I’ve mentioned the term Minimalism a number of times in this blog, as it is an important compositional aesthetic. Beginning Landscape photographers, including professionals from other genres, often assume that landscapes require wide angle lenses and that every image must be a joint venture with the earth itself including that brilliant sky.
That is where many landscape photographers go wrong because they lack confidence in their work, and thus they think that an image must include as much of the scene as possible. A dramatic sky may produce a ‘nice’ postcard image, but that is a far cry from landscape art. Creative and thoughtful compositions with key perspectives create exceptional work, and minimalism designs bring focus to the emotions in our story, a methodology employed by great painters of the past who created breath-taking masterpieces that have stood the test of time.

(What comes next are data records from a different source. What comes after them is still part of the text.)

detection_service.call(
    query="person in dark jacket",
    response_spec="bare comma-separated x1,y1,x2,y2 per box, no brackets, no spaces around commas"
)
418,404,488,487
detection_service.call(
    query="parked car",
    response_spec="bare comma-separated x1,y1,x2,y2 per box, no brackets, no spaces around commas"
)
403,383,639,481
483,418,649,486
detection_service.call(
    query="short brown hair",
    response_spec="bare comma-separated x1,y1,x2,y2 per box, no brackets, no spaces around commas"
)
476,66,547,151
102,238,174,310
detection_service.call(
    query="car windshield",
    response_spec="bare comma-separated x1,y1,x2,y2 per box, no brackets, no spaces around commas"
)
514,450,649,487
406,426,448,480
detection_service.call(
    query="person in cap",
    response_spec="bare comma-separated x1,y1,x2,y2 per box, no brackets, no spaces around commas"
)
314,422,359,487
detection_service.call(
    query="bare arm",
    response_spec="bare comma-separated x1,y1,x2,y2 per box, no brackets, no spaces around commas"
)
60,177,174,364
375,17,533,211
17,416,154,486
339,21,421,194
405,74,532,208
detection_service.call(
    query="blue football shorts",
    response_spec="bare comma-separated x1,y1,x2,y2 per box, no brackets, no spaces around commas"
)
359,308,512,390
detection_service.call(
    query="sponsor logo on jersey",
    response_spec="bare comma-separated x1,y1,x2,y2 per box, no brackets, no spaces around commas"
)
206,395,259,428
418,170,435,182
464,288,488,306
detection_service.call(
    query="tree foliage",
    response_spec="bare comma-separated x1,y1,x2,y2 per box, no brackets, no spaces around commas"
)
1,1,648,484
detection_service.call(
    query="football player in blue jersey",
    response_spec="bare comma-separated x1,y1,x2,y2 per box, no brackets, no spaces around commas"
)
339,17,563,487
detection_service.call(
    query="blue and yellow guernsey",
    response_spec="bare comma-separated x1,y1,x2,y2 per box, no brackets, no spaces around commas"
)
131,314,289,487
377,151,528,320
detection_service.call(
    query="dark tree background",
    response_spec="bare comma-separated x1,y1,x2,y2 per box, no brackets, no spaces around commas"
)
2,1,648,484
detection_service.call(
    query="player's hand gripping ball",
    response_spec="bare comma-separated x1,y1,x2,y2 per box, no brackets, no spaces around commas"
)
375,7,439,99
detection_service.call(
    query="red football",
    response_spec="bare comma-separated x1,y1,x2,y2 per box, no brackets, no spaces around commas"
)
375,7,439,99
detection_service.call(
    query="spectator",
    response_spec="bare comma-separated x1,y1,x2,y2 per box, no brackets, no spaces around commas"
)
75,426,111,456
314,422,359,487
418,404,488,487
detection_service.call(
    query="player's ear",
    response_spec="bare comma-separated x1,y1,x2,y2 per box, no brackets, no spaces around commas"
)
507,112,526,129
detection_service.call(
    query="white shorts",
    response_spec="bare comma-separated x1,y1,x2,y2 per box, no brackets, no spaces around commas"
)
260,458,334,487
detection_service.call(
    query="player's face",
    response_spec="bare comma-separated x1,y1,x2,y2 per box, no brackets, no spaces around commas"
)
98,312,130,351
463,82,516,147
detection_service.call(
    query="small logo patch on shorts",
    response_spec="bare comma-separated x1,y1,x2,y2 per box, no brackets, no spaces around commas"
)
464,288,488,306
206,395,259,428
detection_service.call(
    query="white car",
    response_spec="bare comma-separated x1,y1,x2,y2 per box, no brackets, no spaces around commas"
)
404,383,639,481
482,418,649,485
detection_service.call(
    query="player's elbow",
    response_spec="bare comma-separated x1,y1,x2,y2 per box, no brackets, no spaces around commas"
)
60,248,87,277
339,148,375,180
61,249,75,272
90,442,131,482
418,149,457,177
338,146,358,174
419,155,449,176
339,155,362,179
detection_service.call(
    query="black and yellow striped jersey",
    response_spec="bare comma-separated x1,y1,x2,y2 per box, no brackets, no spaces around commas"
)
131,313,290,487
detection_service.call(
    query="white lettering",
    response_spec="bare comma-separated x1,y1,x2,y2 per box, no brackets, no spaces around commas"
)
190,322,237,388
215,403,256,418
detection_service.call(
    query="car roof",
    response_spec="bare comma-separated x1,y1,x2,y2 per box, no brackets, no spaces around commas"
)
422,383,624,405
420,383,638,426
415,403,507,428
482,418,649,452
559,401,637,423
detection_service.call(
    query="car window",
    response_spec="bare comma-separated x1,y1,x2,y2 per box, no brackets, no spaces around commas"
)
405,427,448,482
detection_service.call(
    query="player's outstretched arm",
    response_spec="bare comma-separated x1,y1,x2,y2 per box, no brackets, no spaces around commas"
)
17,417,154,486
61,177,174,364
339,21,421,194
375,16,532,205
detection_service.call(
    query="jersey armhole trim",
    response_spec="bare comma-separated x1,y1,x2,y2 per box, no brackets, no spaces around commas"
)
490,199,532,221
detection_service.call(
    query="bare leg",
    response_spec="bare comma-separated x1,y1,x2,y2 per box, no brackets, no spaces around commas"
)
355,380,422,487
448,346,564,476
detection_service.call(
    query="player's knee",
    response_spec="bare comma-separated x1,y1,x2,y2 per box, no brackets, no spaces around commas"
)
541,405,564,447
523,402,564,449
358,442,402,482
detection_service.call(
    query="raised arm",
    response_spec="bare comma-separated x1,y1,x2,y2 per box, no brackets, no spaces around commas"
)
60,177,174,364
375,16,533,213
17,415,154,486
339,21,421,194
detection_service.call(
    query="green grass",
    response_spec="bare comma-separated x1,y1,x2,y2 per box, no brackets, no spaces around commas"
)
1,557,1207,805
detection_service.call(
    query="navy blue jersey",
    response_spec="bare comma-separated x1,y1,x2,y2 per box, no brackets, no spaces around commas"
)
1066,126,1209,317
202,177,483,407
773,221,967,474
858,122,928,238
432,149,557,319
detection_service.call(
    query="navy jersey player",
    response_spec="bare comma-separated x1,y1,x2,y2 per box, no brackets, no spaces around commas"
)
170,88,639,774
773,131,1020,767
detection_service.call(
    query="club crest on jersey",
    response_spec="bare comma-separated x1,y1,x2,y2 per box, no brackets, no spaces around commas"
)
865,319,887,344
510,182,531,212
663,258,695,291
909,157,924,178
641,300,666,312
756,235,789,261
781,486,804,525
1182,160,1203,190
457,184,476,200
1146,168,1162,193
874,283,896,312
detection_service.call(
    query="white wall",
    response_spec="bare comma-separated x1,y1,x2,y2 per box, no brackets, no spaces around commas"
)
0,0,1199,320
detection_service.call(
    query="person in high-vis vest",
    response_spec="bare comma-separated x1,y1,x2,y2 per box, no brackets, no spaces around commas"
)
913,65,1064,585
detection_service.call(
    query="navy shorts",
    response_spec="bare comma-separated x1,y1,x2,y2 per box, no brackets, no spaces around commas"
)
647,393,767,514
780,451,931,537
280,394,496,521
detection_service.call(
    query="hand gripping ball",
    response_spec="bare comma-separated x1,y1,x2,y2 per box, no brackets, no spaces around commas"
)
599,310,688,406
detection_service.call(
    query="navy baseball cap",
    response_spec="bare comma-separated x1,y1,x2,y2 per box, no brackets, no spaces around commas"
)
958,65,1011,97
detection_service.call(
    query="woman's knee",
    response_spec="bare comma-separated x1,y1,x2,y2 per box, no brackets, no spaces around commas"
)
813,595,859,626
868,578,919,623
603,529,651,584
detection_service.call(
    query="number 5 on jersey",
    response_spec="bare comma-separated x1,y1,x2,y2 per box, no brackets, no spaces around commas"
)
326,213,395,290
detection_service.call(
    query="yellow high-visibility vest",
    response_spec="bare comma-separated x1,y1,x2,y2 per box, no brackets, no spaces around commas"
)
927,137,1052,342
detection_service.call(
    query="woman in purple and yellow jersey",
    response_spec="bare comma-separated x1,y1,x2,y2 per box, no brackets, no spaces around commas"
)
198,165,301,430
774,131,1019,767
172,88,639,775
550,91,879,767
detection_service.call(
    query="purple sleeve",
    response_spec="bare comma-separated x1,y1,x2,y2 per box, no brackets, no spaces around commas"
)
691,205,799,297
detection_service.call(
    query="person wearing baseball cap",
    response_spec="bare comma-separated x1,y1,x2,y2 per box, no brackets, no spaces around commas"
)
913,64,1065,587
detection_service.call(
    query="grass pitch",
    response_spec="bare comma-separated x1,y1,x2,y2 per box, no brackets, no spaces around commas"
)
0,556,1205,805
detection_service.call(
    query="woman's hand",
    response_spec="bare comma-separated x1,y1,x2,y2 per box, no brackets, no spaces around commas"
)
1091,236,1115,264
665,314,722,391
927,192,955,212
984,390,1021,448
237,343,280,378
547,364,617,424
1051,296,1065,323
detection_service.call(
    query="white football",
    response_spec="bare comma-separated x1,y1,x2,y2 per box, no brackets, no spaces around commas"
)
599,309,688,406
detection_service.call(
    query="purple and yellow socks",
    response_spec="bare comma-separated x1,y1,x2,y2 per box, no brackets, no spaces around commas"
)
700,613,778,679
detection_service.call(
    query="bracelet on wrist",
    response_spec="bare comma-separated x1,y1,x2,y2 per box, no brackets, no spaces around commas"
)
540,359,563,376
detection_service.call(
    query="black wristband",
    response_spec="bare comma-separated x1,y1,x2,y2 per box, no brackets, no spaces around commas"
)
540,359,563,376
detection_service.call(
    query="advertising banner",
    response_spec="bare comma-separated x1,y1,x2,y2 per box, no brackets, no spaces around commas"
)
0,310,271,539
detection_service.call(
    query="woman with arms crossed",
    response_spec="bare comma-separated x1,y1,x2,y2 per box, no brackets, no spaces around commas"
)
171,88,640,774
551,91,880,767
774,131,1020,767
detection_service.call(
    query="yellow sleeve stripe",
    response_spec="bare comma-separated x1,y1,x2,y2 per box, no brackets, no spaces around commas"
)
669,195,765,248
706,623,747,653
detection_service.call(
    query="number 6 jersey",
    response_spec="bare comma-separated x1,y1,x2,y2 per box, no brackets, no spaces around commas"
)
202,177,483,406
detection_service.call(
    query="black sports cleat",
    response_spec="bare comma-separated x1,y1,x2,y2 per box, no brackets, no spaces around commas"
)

Minimalism works because less is more.
Minimalist compositions allow our brains to concentrate on the subject and, of course, the subjects should be easy to comprehend. Steve’s images from our Mojave National Preserve Master Class illustrate my belief in visual brevity.
So where does Steve Ripple go from here? Like all photographers with a desire to create compelling landscape art, he will continue to shoot, and shoot some more. As he nurtures his creative juices, I believe further study in advanced post-production methods will expand his emotional range and deliver great themes and masterpiece images from his camera.
In the meantime, I am enjoying his work while listening to Ferde Grofe’s Grand Canyon Suite in my studio.